In April, Southern California saw a 3.6 percent year-over-year increase in the median house price, to $290,000, according to DataQuick, a company that tracks housing data. In May, that trend — if you can call two consecutive months and trend — improved: the median price moved up 5.4 percent, to $295,000.
The good news here is that we're no longer seeing price deflation. In March, were weren't seeing very much of a year-over-year price decline — it was a barely perceptible 0.2 percent. But it was there. It was worse in February. In fact, the median price didn't increase in Southern California for two years: the April uptick was the first sign of life.
But before we get to excited, it's worth noting that prices are still dauntingly off their 2007 highs. That was a bubble, of course. But what we need to see now is a sustainable trend of year-over-year price increases. This will remove the risk of a return to deflating home prices, which can be reinforcing: buyers expect prices to fall in the future, so they don't buy today, and that creates a disastrous spiral. It doesn't matter how far interest rates fall. Savvy buyers avoid investing in a declining asset. Smart buyers invest in a rising asset while it's still cheap and they can borrow cheaply to buy it.
If we continue to see rising prices in the Southland, then we could see the combination of low prices and low interest rates push the market higher and solve a critical problem: that of homeowners who are underwater on their mortgages — owing more than the house it worth — but current on their loans. They'll have a better chance of getting back to even.

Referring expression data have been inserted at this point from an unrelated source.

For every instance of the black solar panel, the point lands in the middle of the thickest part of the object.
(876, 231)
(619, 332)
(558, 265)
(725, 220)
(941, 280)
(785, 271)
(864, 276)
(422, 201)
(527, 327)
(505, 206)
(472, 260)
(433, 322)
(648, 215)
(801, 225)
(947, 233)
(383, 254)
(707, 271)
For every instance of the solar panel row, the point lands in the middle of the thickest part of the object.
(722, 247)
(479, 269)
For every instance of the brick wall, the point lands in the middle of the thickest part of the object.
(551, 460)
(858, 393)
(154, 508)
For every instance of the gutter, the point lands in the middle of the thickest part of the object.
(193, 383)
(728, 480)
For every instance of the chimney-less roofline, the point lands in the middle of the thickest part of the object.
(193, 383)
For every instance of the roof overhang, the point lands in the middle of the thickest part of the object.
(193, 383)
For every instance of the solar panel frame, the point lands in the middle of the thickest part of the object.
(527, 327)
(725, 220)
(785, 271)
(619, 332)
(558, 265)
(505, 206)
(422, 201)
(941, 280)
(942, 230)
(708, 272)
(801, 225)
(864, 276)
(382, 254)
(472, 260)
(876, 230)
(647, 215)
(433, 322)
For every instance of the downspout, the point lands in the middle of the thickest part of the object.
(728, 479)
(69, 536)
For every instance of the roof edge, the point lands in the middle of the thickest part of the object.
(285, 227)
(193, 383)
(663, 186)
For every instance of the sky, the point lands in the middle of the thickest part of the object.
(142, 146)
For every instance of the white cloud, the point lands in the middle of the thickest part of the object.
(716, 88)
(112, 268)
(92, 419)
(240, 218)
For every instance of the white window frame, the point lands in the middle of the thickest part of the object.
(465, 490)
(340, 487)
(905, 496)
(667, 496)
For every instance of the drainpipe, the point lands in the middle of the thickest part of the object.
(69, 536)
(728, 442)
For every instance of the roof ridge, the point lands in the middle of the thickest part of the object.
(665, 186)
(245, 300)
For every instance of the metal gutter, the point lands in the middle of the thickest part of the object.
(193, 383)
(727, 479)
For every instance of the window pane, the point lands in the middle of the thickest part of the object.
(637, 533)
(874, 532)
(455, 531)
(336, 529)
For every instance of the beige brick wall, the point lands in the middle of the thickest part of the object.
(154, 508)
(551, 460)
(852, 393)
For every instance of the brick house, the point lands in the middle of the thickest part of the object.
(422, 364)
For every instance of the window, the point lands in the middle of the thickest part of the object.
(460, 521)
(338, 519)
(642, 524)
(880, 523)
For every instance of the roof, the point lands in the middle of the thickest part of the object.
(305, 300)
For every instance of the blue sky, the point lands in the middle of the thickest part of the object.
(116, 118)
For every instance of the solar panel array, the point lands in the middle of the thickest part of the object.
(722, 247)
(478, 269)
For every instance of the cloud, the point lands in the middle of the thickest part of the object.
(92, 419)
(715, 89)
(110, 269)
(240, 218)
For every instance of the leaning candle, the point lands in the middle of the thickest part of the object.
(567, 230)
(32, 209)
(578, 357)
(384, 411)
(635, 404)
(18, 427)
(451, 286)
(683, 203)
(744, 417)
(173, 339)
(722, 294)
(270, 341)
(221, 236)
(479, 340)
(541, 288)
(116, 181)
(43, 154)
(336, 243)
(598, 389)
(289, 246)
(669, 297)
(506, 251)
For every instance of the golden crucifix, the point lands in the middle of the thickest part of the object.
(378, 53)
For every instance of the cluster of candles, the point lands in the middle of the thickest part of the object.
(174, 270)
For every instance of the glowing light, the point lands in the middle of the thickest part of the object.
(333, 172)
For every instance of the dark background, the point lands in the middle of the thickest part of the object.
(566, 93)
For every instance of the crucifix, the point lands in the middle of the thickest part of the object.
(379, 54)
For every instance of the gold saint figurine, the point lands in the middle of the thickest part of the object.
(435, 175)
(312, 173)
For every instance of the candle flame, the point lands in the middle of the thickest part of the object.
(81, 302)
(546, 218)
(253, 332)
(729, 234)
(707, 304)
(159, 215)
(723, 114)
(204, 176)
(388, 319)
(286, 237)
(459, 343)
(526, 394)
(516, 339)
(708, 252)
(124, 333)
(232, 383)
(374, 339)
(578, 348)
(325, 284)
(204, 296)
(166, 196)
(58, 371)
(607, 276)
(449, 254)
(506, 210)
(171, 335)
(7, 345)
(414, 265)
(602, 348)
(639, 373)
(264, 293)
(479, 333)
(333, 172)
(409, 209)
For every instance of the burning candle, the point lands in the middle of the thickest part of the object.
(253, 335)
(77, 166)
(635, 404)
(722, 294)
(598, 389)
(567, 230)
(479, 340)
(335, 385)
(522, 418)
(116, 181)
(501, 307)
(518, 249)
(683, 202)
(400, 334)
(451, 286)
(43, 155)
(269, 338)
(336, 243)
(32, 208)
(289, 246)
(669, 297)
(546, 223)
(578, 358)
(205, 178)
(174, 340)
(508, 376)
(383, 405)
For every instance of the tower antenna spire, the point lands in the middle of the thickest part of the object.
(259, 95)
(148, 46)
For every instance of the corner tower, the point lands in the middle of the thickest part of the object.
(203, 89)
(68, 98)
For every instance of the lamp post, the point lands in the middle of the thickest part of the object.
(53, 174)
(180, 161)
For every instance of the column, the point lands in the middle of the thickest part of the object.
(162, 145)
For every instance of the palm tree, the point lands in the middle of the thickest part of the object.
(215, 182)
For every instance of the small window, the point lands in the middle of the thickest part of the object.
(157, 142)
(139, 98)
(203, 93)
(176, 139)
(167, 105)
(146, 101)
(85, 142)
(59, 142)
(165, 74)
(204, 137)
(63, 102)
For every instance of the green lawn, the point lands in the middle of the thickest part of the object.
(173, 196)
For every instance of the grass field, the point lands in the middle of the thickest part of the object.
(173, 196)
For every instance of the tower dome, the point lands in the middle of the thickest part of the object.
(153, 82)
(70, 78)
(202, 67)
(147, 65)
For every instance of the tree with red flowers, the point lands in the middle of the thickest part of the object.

But those homeowners will then face a tough choice, which could affect the housing market: sell or stay put? This could mean more houses for sale in the future. But by then, the market should be functioning more normally.
I'm not ready to stop worrying about price deflation in the SoCal housing market. Back in April, I wanted to see a steady upward trend. There's an inkling of that now. What's worrisome is the global macroeconomic situation. A meltdown in Europe could tip the U.S. into recession, given that we were only running at about 2 percent GDP growth in the first quarter. That could quickly flatten the positive trend in Southland home prices that we've seen established in the last two months.